Inequivalence Between Passive Gravitational Mass and Energy for a Quantum Body: Theory and Suggested Experiment

TL;DR

This paper derives a Hamiltonian predicting the breakdown of equivalence between gravitational mass and energy in quantum systems, proposing experiments to observe quantum effects in gravity.

Contribution

It provides a derivation of a Hamiltonian from the Dirac equation in curved spacetime that predicts quantum gravitational effects, extending previous semi-quantitative models.

Findings

Hamiltonian predicts breakdown of mass-energy equivalence in quantum systems

Proposes feasible experiments to observe quantum gravitational effects in space

First theoretical framework linking quantum mechanics and general relativity in this context

Abstract

Recently, we have suggested some semi-quantitative Hamiltonian for an electron in a hydrogen atom in a weak gravitational field, which takes into account quantum effects of electron motion in the atom.
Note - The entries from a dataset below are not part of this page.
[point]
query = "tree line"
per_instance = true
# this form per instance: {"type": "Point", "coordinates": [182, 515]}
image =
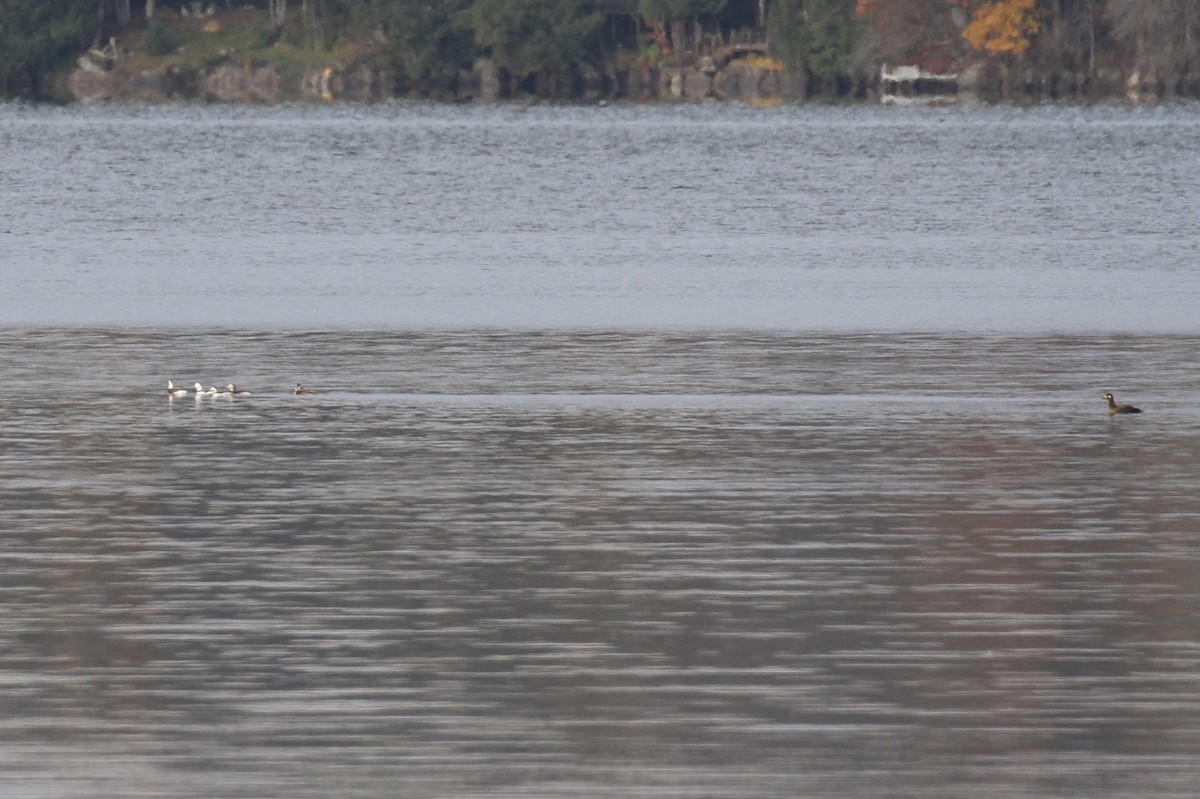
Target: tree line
{"type": "Point", "coordinates": [831, 41]}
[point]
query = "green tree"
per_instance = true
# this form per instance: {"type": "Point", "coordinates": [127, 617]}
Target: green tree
{"type": "Point", "coordinates": [528, 35]}
{"type": "Point", "coordinates": [679, 18]}
{"type": "Point", "coordinates": [815, 36]}
{"type": "Point", "coordinates": [418, 35]}
{"type": "Point", "coordinates": [37, 36]}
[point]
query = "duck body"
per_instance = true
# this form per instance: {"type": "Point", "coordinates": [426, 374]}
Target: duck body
{"type": "Point", "coordinates": [1114, 408]}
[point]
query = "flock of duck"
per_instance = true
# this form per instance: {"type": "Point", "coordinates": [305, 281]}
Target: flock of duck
{"type": "Point", "coordinates": [231, 390]}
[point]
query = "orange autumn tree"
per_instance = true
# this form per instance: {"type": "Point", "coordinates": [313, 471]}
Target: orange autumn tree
{"type": "Point", "coordinates": [1003, 26]}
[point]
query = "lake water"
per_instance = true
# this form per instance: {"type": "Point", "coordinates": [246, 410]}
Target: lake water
{"type": "Point", "coordinates": [655, 452]}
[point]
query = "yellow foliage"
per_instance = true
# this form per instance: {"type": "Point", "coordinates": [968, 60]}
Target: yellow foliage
{"type": "Point", "coordinates": [1003, 25]}
{"type": "Point", "coordinates": [763, 62]}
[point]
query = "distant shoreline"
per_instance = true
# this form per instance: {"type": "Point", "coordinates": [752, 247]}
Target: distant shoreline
{"type": "Point", "coordinates": [226, 58]}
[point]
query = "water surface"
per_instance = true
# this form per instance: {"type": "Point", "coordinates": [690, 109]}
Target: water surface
{"type": "Point", "coordinates": [655, 452]}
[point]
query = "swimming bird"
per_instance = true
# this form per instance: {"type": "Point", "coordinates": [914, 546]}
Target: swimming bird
{"type": "Point", "coordinates": [1114, 408]}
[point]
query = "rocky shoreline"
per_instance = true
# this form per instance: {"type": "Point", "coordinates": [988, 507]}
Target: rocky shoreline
{"type": "Point", "coordinates": [738, 77]}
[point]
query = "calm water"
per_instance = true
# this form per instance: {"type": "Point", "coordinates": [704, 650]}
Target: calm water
{"type": "Point", "coordinates": [655, 452]}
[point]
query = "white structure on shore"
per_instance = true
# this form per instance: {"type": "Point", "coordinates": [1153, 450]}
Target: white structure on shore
{"type": "Point", "coordinates": [907, 85]}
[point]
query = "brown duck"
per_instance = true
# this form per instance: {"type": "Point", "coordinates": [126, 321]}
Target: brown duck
{"type": "Point", "coordinates": [1114, 408]}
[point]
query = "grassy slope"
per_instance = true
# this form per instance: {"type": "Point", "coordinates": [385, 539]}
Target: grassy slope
{"type": "Point", "coordinates": [237, 36]}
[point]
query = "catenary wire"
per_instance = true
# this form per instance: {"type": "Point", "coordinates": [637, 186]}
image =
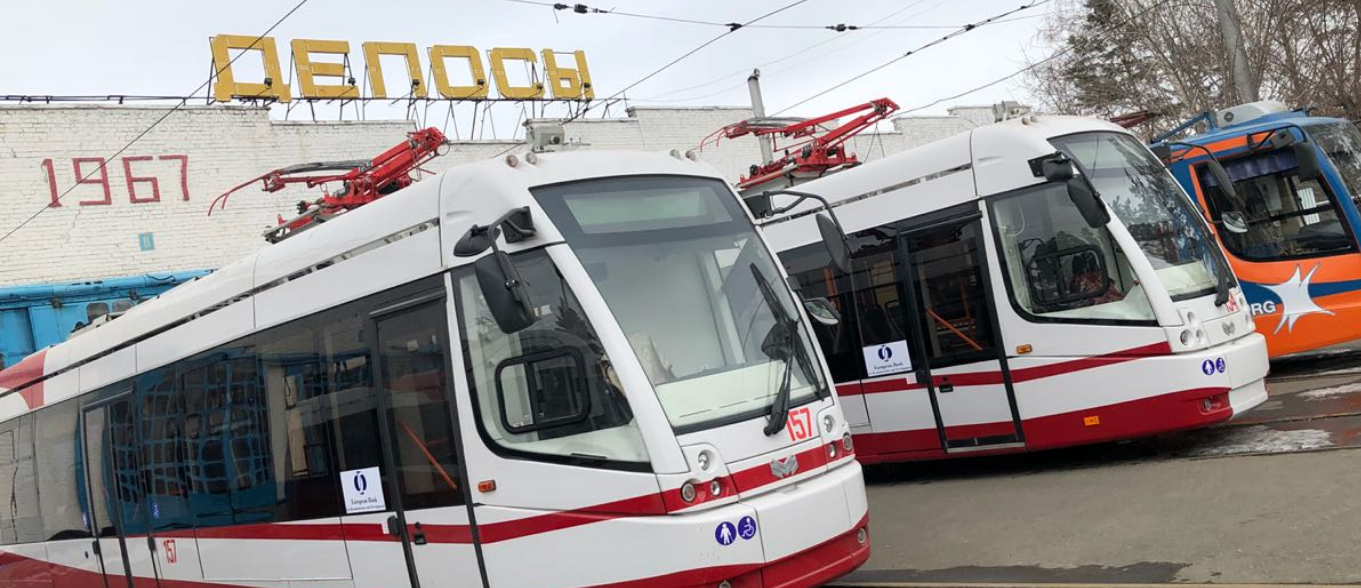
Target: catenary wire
{"type": "Point", "coordinates": [587, 108]}
{"type": "Point", "coordinates": [960, 31]}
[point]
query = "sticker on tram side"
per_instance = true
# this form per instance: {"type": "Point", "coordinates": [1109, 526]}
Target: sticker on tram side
{"type": "Point", "coordinates": [362, 490]}
{"type": "Point", "coordinates": [1213, 366]}
{"type": "Point", "coordinates": [747, 527]}
{"type": "Point", "coordinates": [882, 360]}
{"type": "Point", "coordinates": [726, 534]}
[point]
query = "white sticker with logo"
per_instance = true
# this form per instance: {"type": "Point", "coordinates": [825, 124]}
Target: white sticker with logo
{"type": "Point", "coordinates": [362, 490]}
{"type": "Point", "coordinates": [888, 358]}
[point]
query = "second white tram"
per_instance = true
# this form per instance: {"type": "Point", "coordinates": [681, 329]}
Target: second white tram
{"type": "Point", "coordinates": [1028, 285]}
{"type": "Point", "coordinates": [545, 370]}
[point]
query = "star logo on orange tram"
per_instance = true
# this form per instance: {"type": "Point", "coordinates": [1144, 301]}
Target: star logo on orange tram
{"type": "Point", "coordinates": [1296, 300]}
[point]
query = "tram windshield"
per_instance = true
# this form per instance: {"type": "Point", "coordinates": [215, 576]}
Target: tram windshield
{"type": "Point", "coordinates": [694, 290]}
{"type": "Point", "coordinates": [1148, 200]}
{"type": "Point", "coordinates": [1341, 142]}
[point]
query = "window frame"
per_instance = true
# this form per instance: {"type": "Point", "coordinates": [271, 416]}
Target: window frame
{"type": "Point", "coordinates": [577, 361]}
{"type": "Point", "coordinates": [479, 423]}
{"type": "Point", "coordinates": [991, 202]}
{"type": "Point", "coordinates": [1214, 214]}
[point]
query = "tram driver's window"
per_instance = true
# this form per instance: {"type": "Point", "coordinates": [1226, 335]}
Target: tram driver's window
{"type": "Point", "coordinates": [1288, 217]}
{"type": "Point", "coordinates": [547, 391]}
{"type": "Point", "coordinates": [1060, 268]}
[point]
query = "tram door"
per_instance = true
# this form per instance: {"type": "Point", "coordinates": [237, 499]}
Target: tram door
{"type": "Point", "coordinates": [956, 332]}
{"type": "Point", "coordinates": [428, 500]}
{"type": "Point", "coordinates": [117, 512]}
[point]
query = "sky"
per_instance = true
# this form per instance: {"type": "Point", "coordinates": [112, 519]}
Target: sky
{"type": "Point", "coordinates": [161, 48]}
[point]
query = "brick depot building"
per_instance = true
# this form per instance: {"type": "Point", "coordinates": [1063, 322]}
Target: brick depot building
{"type": "Point", "coordinates": [140, 225]}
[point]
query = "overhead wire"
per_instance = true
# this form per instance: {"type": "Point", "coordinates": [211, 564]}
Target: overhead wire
{"type": "Point", "coordinates": [1024, 70]}
{"type": "Point", "coordinates": [839, 27]}
{"type": "Point", "coordinates": [683, 56]}
{"type": "Point", "coordinates": [172, 110]}
{"type": "Point", "coordinates": [727, 89]}
{"type": "Point", "coordinates": [957, 33]}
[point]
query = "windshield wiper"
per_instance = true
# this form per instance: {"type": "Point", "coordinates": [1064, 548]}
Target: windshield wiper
{"type": "Point", "coordinates": [777, 345]}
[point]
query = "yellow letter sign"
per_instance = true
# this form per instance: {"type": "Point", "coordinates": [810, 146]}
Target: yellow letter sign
{"type": "Point", "coordinates": [227, 87]}
{"type": "Point", "coordinates": [308, 70]}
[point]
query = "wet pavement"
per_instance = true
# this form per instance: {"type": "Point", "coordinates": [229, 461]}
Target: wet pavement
{"type": "Point", "coordinates": [1266, 498]}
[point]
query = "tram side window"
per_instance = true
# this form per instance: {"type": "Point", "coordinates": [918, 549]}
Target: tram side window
{"type": "Point", "coordinates": [1060, 268]}
{"type": "Point", "coordinates": [881, 309]}
{"type": "Point", "coordinates": [1286, 215]}
{"type": "Point", "coordinates": [300, 421]}
{"type": "Point", "coordinates": [950, 294]}
{"type": "Point", "coordinates": [57, 452]}
{"type": "Point", "coordinates": [811, 266]}
{"type": "Point", "coordinates": [547, 391]}
{"type": "Point", "coordinates": [227, 437]}
{"type": "Point", "coordinates": [162, 449]}
{"type": "Point", "coordinates": [21, 520]}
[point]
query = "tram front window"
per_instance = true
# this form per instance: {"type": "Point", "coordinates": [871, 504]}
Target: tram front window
{"type": "Point", "coordinates": [694, 290]}
{"type": "Point", "coordinates": [1288, 217]}
{"type": "Point", "coordinates": [1341, 143]}
{"type": "Point", "coordinates": [1148, 200]}
{"type": "Point", "coordinates": [1060, 268]}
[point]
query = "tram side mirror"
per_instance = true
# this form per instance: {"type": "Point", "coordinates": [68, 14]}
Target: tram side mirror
{"type": "Point", "coordinates": [758, 204]}
{"type": "Point", "coordinates": [1308, 161]}
{"type": "Point", "coordinates": [836, 242]}
{"type": "Point", "coordinates": [504, 291]}
{"type": "Point", "coordinates": [1056, 168]}
{"type": "Point", "coordinates": [1233, 222]}
{"type": "Point", "coordinates": [821, 311]}
{"type": "Point", "coordinates": [1221, 177]}
{"type": "Point", "coordinates": [1089, 204]}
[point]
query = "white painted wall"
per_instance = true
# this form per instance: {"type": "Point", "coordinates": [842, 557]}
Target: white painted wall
{"type": "Point", "coordinates": [230, 144]}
We have shown that this Hamiltonian predicts breakdown of the equivalence between passive electron gravitational mass and its energy. Moreover, as has been shown by us, the latter phenomenon can be experimentally observed as unusual emission of radiation from an ensemble of the atoms, provided that they are moved in the Earth's gravitational field with constant velocity by some spacecraft. In this article, we derive the above-mentioned Hamiltonian from the Dirac equation in a curved spacetime. It is shown that it exactly coincides with the semi-quantitative Hamiltonian, used in our previous papers. We extend the obtained Hamiltonian to the case of a spacecraft, containing a macroscopic ensemble of the atoms and moving with a constant velocity in the Earth's gravitational field. On this basis, we discuss some idealized and realistic experiments on the Earth's orbit. If such (realistic) experiment is done, it will be the first direct observation of quantum effects in the General Relativity.